Tuesday, November 22, 2011

Where Did The Good Go?

At present time I am disheartened by the populace which rushes by under my windows in pursuit of the fatted calf. And they say that intelligence is to be found in the street! -Flaubert

Thanksgiving week has historically proved to be a powder keg at my work. This post doesn't concern my work only my own volatile afternoon. My friend Tim sent me an email. I love the man but he has been looking for straw men to contradict ever since his beloved proclaimed mission accomplished. Anchored in the email was the news that Egypt is going to hell in a hand basket. Somehow, this must be Obama's fault! I shrugged and didn't write back; no such notes appeared citing Lenin and eggs. I make my way home and watch United play horrible defense against Benifica in the Champions League.

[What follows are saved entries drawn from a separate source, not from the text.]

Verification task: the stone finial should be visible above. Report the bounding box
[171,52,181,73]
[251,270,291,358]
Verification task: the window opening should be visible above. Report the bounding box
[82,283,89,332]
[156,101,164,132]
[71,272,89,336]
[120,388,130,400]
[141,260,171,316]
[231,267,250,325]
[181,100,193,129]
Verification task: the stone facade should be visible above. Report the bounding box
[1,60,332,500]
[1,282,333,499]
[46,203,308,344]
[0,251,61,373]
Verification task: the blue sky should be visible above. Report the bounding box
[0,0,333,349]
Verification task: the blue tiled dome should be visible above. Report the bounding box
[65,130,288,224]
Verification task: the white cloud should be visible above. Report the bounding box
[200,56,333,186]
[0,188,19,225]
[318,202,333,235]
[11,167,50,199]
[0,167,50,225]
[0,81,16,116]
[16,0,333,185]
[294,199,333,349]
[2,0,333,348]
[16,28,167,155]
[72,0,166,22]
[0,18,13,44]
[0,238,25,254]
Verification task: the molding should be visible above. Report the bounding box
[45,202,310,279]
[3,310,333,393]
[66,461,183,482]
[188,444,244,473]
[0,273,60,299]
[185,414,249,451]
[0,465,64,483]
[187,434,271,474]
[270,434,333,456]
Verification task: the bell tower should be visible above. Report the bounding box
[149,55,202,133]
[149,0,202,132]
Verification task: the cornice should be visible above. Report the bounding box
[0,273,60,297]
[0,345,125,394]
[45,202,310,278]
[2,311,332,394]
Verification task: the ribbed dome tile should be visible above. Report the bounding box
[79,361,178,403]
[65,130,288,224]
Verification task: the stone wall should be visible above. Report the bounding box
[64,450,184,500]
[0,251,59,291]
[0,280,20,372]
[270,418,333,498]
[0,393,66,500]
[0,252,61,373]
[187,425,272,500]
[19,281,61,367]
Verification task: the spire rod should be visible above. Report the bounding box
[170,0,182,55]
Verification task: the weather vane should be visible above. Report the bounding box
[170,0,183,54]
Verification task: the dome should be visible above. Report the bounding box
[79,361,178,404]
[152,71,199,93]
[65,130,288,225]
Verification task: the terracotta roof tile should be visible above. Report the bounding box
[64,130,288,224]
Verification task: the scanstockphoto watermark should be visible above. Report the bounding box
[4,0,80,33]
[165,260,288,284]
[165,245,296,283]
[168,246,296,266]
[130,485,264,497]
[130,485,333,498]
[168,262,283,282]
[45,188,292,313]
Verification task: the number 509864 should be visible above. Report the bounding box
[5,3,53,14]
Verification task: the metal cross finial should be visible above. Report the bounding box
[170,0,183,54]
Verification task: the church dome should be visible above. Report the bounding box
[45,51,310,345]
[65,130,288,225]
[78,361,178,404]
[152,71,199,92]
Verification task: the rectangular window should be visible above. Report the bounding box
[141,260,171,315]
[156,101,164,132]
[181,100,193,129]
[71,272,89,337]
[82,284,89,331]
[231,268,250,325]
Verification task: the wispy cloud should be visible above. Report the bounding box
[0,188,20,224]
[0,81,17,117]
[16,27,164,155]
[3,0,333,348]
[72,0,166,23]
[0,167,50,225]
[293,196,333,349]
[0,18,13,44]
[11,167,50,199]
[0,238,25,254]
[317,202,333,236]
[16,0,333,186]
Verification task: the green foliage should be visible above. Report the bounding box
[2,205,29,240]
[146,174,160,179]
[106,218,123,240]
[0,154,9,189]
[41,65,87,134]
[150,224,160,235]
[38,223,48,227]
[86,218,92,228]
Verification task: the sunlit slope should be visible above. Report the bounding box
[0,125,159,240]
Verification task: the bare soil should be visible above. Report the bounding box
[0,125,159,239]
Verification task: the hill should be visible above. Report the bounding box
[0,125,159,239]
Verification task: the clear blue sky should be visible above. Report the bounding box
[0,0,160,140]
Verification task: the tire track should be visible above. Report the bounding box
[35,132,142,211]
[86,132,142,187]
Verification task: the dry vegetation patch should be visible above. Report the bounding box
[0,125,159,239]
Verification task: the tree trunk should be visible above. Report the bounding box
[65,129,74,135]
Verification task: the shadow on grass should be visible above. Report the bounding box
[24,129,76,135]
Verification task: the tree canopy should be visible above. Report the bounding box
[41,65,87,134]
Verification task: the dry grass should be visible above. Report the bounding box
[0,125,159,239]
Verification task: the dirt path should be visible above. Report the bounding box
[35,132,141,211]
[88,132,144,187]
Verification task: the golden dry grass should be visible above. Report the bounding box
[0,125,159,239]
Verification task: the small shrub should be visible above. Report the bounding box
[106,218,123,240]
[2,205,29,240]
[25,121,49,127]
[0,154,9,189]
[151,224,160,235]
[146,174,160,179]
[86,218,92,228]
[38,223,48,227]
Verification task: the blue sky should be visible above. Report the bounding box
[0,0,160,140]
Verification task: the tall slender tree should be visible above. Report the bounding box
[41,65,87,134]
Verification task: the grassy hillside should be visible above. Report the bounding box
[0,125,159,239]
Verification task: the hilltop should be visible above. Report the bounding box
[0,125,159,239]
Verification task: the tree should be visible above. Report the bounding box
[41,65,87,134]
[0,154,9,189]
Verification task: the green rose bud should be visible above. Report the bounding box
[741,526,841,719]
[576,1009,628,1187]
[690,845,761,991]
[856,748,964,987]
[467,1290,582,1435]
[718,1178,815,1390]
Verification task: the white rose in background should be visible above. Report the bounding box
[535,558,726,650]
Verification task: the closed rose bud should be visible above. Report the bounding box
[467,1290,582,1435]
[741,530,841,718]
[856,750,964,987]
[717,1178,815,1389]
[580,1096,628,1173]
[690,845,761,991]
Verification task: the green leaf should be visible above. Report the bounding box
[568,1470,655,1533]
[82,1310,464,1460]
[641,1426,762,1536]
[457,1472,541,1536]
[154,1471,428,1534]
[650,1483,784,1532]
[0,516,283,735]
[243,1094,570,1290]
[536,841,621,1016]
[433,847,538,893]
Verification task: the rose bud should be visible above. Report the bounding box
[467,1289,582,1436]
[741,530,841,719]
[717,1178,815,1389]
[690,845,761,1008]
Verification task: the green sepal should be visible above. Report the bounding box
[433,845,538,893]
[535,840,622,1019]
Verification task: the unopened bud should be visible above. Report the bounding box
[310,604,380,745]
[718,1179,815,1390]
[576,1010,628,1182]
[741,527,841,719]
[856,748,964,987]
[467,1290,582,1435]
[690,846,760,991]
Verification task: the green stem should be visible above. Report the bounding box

Sigh. I have completed Still Life by A.S. Byatt and have chewed through 450 pages in Babel Tower, its successor in the Frederica tales. I have nodded as samizdat has tumbled off into what may prove the Big Sleep. Joel is finishing his basement with help imported from Scandinavia. Yeah, I know, it is a holiday week

Thursday, November 17, 2011

The Hilliker Curse: My Pursuit of Women

I read the "memoir" by James Ellroy Tuesday night in one blurred, scratching, sitting. It bothered me. I recognize it could be a stunt, it could be hyperbole. I don't care, it bothered me.

Tuesday, November 15, 2011

Feeling Better

Large slabs of lucidity, albeit in slow motion, was available today. I recalled an interview I viewed with Martin Amis surrounding the publication of The Pregnant Widow. Gazing in the mirror and perhaps sensing the Reaper is now afoot, Amis described this theory of his where writers should stop before say 70 as what occurs subsequent will be senile shit and embarrassing for the legacy as it were.

I should pause to draw attention to Amis' other theories for instance that all Muslims should be stopped and questioned daily so as to "clean their own house."

Well, anyway, Marty, your theory is shit and you know it. I only need cite The Prague Cemetery. There, feel that wrath? I know you do. I still love you.

Monday, November 14, 2011

Busy Then Sick

Umberto Eco concludes his masterful Infinity of Lists with a verse from Apollinaire: Pity for us who always battle on the frontiers of the boundless and the future. Following our return from Chicago I concluded Eco's survey and reveled in selections from Burton, Rabelais, Huysmans and Pynchon. This is certainly a book to be savored.

The first week back at work proved engaging, though I managed to complete Murakami's 1Q84 with a measure below satisfaction. Since then I have considered that the use of Aomame's vocation and personal devotion to intense stretching is an apt portal into the book. Maestro Murakami expects the reader to endure the ritual and the repetition for the sake of a nimble enlightenment. I can’s consider myself as converted.

The Prague Cemetery by Eco became available at the library and I swooped into this pastiche where apparently most of the dialogue is actual from available records, which is astounding. One must measure the recoil when we encounter towards the novel’s conclusion that The Protocols of Zion must include a platform from the Jewish/Freemason Conspiracy that history should be minimized in public education as no one need concern themselves with centuries of tragedy and deception, but focus on a brightened future of possibility. Such cynicism is a shorthand for almost every political movement in history. Eco has certainly triumphed with this one.

My wife’s sister Tihana mailed me a copy of The Loudest Sound and Nothing by Claire Wigfall which I pounced upon and read in a pair of evenings before my present head cold throttled me. I enjoyed the collection with mixed responses as I am so disposed. There are images from within such I can’t manage to elude which I suppose is an endorsement of sorts

Thursday, November 03, 2011

Heft

My copy of 1Q84 arrived last Friday, just before we headed north to Chicago. Despite my being on holiday as such. There haven't proved to be enormous slabs of time for reading. I have skipped about with my murakami in tow and managed 20-30 pages stretches. This has culminated in my being around p.400.

My observations have perched around the idea that is may be the darkest work yet from the Nipponese author. It is reckless to suggest, but I felt initially that this was some measure of a response to 2666. Many of the Murakami leitmotifs are present in abundance; the alienation, the awkward encounters with younger women, the brushing with edges of something sinister. Apart form that, this is more visceral than I've grown to expect.